What is the role of an anthropologist-in-residence?
I want the world to know more about the people who keep New York alive by keeping it clean, and [I want to] thereby give people a better sense of who does that work in all our towns and cities. Picking Up is one part of the effort, but there’s also an oral project and an initiative to organize the Department of Sanitation archives. We’ve also taken real steps toward founding a Museum of Sanitation.
Why do you think the sanitation workers are “the most important people” on the city’s payroll?
No city can thrive without an effective solid waste management structure. If the department didn’t take away our old stuff, we’d never have room for new stuff, and the economy would falter.
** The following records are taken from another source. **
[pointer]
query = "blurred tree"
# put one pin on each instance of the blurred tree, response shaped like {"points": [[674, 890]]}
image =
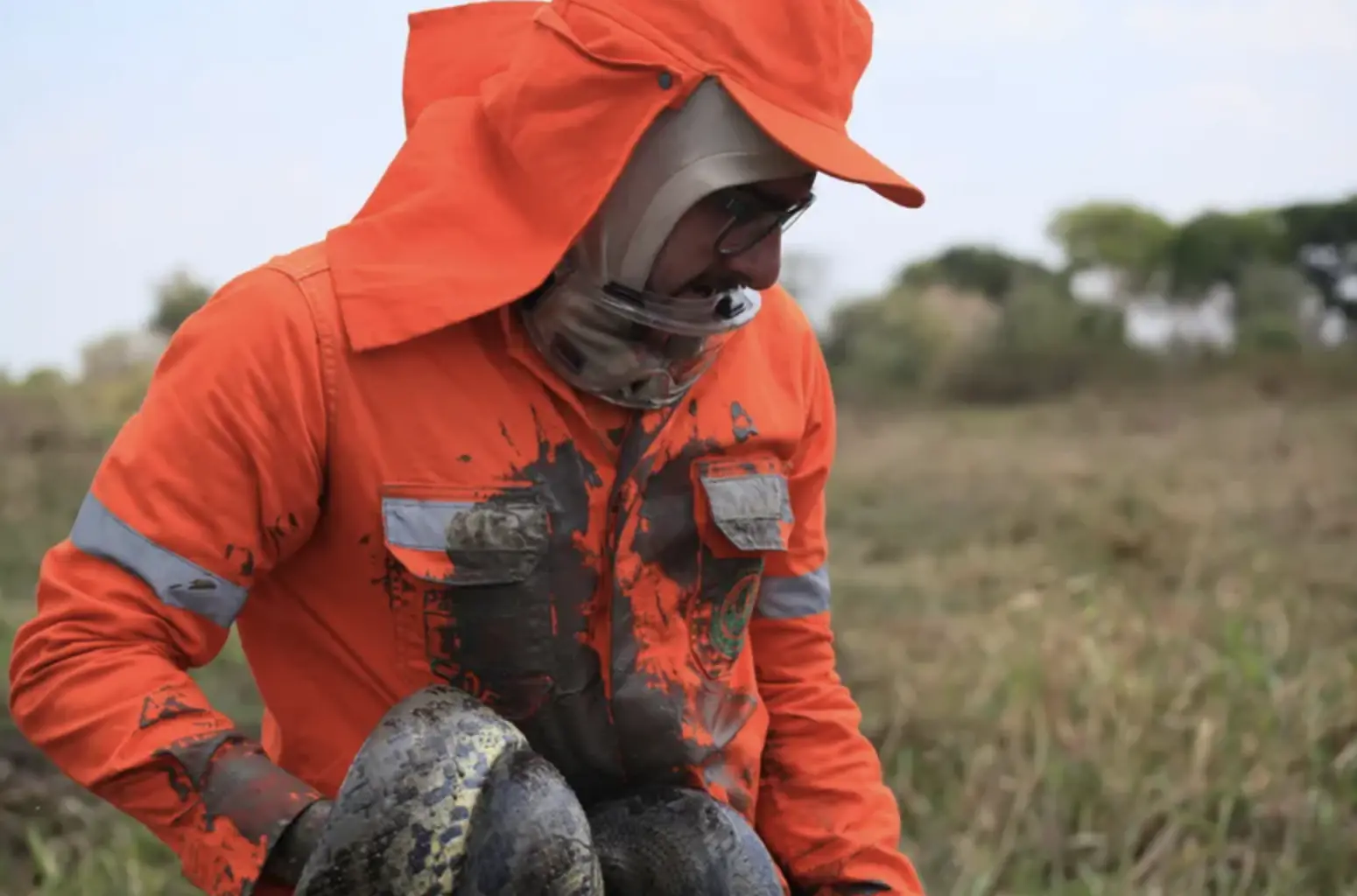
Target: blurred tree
{"points": [[1322, 242], [177, 298], [1216, 248], [804, 276], [1122, 239], [976, 269]]}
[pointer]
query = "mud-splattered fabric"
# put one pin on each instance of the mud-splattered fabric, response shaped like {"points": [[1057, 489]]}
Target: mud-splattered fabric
{"points": [[353, 456]]}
If sanitation workers weren’t taking away our many tons of trash every day, New York would be a public health nightmare, which, in fact, it was for hundreds of years.
What is the relationship between the stereotypical image of the “garbage man” and the people profiled in the book?
I never met a sanitation worker who fit a “garbage man” stereotype, but the image is stubborn. It’s one of the reasons that many department employees won’t tell their neighbors where they work. I’m hoping that my book gives readers a more complete understanding of—and empathy for—the real people on the job. Those who “pick up New York” (as department slang describes the work) are not much different from anyone else.
Why do you say the greatest obstacle to being a good sanitation worker is going to work every day?
Workers on the day shift must be at roll call, in uniform, ready to go, by 6:00 in the morning. Depending on the commute, it means some people must set their alarm clocks for 3:30a.m. They must get up in the middle of the night. Multiply such a schedule by five or six days a week for a couple of decades, and it takes a toll.